Diğer taraftan 01.10.2011 tarihinde yürürlüğe giren 6100 Sayılı HMK.’un 27. Maddesinde hukuki dinlenilme hakkı kurala bağlanmıştır. Hukukî dinlenilme hakkı, Anayasanın 36 ncı maddesinde ve Avrupa İnsan Hakları Sözleşmesinin 6 ncı maddesinde düzenlenen adil yargılanma hakkının en önemli unsurudur. Hukuki Dinlenilme Hakkı” gereğince davanın tarafları, müdahiller ve yargılamanın diğer ilgilileri, kendi hakları ile bağlantılı olarak hukuki dinlenilme hakkına sahip olup, bu hakkın yargılama ile ilgili olarak bilgi sahibi olunmasını, açıklama ve ispat hakkını, mahkemenin, açıklamaları dikkate alarak değerlendirmesini ve kararların somut ve açık olarak gerekçelendirilmesini içermektedir.
Mahkemeler, kararlarını somut ve açık bir şekilde gerekçelendirmek zorundadırlar. Eksik, şeklî ve görünüşte gerekçe yazılması adil yargılanma hakkının (hukukî dinlenilme hakkının), ihlâlidir.
HMK.’un 297.maddesinde de, verilecek hükümde tarafların iddia ve savunmalarının özetinin, anlaştıkları ve anlaşamadıkları hususların, çekişmeli vakıalar hakkında toplanan delillerin, delillerin tartışılması ve değerlendirilmesinin, sabit görülen vakıalarla bunlardan çıkarılan sonuç ve hukuki sebeplerin yer alması gerektiği açıkça vurgulanmıştır. Kararın gerekçesinde maddi olay saptanmalı, hukuki niteliği ve uygulanacak hukuki kurallar belirlenmeli, bu konuda gerekli inceleme ve delillerden söz edilmeli, hukuk kuralları somut olaya uygulanmalı ve sonunda hüküm kurulmalıdır. Maddi olgularla hüküm fıkrası arasındaki hukuki bağlantı da ancak bu şekilde kurulabilecek, ayrıca yasal unsurları taşıyan bu gerekçe sayesinde, kararların doğruluğunun denetlenebilmesi mümkün olacaktır.

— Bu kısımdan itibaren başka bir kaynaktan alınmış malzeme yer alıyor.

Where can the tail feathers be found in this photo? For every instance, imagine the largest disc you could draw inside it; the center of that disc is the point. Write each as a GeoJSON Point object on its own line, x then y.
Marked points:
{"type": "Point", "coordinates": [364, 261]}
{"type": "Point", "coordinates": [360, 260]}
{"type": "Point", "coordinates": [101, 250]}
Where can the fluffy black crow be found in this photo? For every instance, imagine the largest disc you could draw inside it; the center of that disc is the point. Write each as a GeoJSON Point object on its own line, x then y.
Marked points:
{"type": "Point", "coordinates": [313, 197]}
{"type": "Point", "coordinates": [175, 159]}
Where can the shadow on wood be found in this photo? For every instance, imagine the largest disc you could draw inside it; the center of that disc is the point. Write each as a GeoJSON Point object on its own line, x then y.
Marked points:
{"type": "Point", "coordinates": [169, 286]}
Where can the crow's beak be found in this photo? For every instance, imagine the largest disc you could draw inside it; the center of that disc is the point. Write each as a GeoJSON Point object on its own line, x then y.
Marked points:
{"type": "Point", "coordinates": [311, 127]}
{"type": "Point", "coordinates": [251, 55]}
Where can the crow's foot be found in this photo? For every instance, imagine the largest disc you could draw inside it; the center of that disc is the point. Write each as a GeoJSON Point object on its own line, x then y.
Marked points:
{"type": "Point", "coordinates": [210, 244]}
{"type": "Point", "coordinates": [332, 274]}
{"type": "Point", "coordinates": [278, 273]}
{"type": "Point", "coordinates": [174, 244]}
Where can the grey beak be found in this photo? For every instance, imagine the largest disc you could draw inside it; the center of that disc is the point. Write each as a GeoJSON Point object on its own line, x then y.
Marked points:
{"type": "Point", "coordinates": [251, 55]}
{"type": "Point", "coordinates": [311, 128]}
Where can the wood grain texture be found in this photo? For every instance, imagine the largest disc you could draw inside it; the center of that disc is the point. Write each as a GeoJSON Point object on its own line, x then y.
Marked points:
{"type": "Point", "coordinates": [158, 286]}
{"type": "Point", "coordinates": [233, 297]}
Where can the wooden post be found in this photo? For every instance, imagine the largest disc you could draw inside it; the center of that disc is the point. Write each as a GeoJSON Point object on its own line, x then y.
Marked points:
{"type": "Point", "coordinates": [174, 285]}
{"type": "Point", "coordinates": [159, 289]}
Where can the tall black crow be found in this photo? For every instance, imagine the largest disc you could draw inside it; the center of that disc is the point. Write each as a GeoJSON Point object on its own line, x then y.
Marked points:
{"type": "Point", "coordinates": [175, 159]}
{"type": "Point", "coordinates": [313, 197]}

Öncelikle belirtmek gerekir ki “Usuli kazanılmış hakkın hukuki sonuç doğurabilmesi için; bir davada, ya taraflar ya mahkeme ya da Yargıtay tarafından açık biçimde yapılmış olan ve istisnalar arasında sayılmayan bir usul işlemi ile taraflardan biri lehine doğmuş ve kendisine uyulması zorunlu olan bir hakkın varlığından söz edilebilmesi gerekir”.
Kamu düzenine ilişkin hususlar hakkında aleyhe bozma yasağı uygulanamaz. Yani Yargıtay, kamu düzenine aykırı bir husustan dolayı hükmü temyiz edenin aleyhine (temyiz etmemiş olan tarafın lehine) olarak da bozabilir. Çünkü kamu düzenine ilişkin hususları hâkim (ve Yargıtay) kendiliğinden gözetme ile yükümlüdür.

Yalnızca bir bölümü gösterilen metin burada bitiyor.